The proper recipe we followed-ish for the rice pudding is:
2 cups cooked whole grain brown rice
1 ½ cups milk
½ cup maple syrup or honey
1 to 2 cups dark raisins (optional)
1 tablespoon unsalted butter
1 teaspoon ground cinnamon or nutmeg or allspice
1. In a medium saucepan, combine the rice, milk, syrup (and raisins, if applicable), and bring them to a boil.
2. Reduce heat and simmer for 20 minutes, stirring frequently.
3. Remove from heat and stir in butter and cinnamon.
4. Garnish with additional cinnamon if desired.

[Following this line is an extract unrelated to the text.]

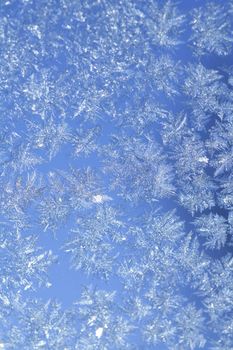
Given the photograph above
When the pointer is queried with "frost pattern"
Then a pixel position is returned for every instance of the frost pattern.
(116, 175)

Prett-ay, prett-ay, prett-ay good week, right? I mean, especially considering my prior hands-off approach to the kitchen. Almost all of these ingredients came from the 99¢ Store, except when we already had a seasoning or staple (flour, oil, etc.) on hand.
This week I spent $72.82 at the 99¢ Store, $55.38 of which was on food. I also spend more than usual on dog chews for Georgia since I’m leaving her out of the crate now. My two non-99¢ Store purchases were a full tank of lowest grade gas and a bottle of Trader Joe's brand wine for one of our dinners.
Now you guys: What is your best recipe for feeding yourself on the cheap? I’ve heard a couple good reader suggestions already – give us what you got!